Yard and Garden: Handling Issues with Raspberry Plants



AMES, Iowa – Raspberries are popular with many home gardeners. They’re easy to grow, and perform well in much of Iowa. However, gardeners can run into issues with heat, weeds and pruning that curtail yields.

ISU Extension and Outreach horticulturists can help answer your questions about how to best handle raspberry plantings. To have additional questions answered, contact the ISU Hortline at 515-294-3108 or hortline@iastate.edu.

Should I water my raspberries during dry weather? 

Adequate soil moisture levels are necessary throughout the growing season for good raspberry production. However, the most critical time for moisture is from bloom until harvest.  During fruit development, raspberries require 1 to 1½ inches of water (either from rain or irrigation) per week. Insufficient moisture during this time may result in small, seedy berries. During dry weather, thoroughly water raspberry plants once a week.

Soak the soil to a depth of 10 to 12 inches. If possible, avoid wetting foliage and fruit to reduce the risk of disease problems. Soaker hoses and drip irrigation systems are excellent ways to water raspberries. If overhead watering is unavoidable, water raspberries early in the morning.  Morning applications reduce the amount of water lost due to evaporation and allow the plant foliage to dry quickly.

How do I control weeds in my raspberries?
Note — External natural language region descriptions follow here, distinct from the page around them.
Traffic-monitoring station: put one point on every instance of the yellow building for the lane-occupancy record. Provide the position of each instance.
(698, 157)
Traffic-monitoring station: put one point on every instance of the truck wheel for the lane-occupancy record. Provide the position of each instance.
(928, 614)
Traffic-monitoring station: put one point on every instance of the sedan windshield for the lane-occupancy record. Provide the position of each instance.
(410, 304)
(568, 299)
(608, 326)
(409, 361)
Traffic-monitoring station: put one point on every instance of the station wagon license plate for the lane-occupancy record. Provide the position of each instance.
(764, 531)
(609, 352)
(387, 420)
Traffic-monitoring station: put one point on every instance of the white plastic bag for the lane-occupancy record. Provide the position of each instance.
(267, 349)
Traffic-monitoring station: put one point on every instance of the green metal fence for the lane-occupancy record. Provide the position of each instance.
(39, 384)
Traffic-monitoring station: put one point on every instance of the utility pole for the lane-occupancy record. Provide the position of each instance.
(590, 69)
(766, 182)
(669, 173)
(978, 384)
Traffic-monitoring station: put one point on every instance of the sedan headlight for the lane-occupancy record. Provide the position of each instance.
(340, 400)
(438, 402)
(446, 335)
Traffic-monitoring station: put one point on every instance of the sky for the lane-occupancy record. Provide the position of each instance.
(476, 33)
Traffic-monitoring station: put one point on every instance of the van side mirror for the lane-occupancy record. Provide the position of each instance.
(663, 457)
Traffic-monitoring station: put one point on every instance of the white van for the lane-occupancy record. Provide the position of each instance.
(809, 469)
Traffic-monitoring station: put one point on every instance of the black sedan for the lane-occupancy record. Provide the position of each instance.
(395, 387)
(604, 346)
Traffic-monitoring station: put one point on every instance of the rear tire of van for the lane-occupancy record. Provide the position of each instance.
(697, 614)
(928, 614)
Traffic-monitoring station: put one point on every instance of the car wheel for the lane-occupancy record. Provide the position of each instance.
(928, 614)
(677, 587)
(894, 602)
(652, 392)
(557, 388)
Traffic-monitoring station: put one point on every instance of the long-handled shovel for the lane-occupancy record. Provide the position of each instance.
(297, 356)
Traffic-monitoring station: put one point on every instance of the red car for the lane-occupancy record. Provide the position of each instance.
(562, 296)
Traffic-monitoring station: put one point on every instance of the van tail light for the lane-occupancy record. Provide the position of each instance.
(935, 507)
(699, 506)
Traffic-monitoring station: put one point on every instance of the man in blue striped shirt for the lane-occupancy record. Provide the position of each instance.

Cultivation, hand pulling and mulches are the most practical weed control measures for home gardeners. Cultivate the raspberry planting frequently during the spring and summer months. Small weed seedlings are easily destroyed. Large weeds are more difficult to control. To prevent injury to the roots of the raspberry plants, do not cultivate deeper than two to three inches.

Possible mulching materials include straw, chopped cornstalks, sawdust, wood chips, dry grass clippings and shredded leaves. The depth of mulch needed depends on the material used. On well-drained soils, the optimum depth ranges from three to four inches for fine materials, such as sawdust, to eight to 10 inches for straw. Avoid deep mulches in poorly drained areas to discourage root diseases. Since organic mulches gradually decompose, apply additional material each year to maintain the desired depth.

Is it necessary to prune raspberries in summer?

Pruning raspberries in summer helps control diseases. It also helps maximize next year’s crop.  

After the last summer harvest, promptly remove the old fruiting canes of red, purple, and black raspberries at the soil surface. To help reduce disease problems, the pruned material should be removed from the garden and destroyed.  

Pinch out or cut off the shoot tips of black and purple raspberries when the new growth reaches a height of 36 to 48 inches. Remove the top three to four inches of the shoots. Removal of the shoot tips encourages lateral shoot development and increases the fruiting surface area, resulting in higher yields.

Since the new shoots will reach the specified height at different times, go over the planting approximately once each week between late May and late July. Discontinue shoot tip removal at the end of July. Canes that develop after July are small, weak, and unproductive. These small, weak canes can be pruned out the following spring.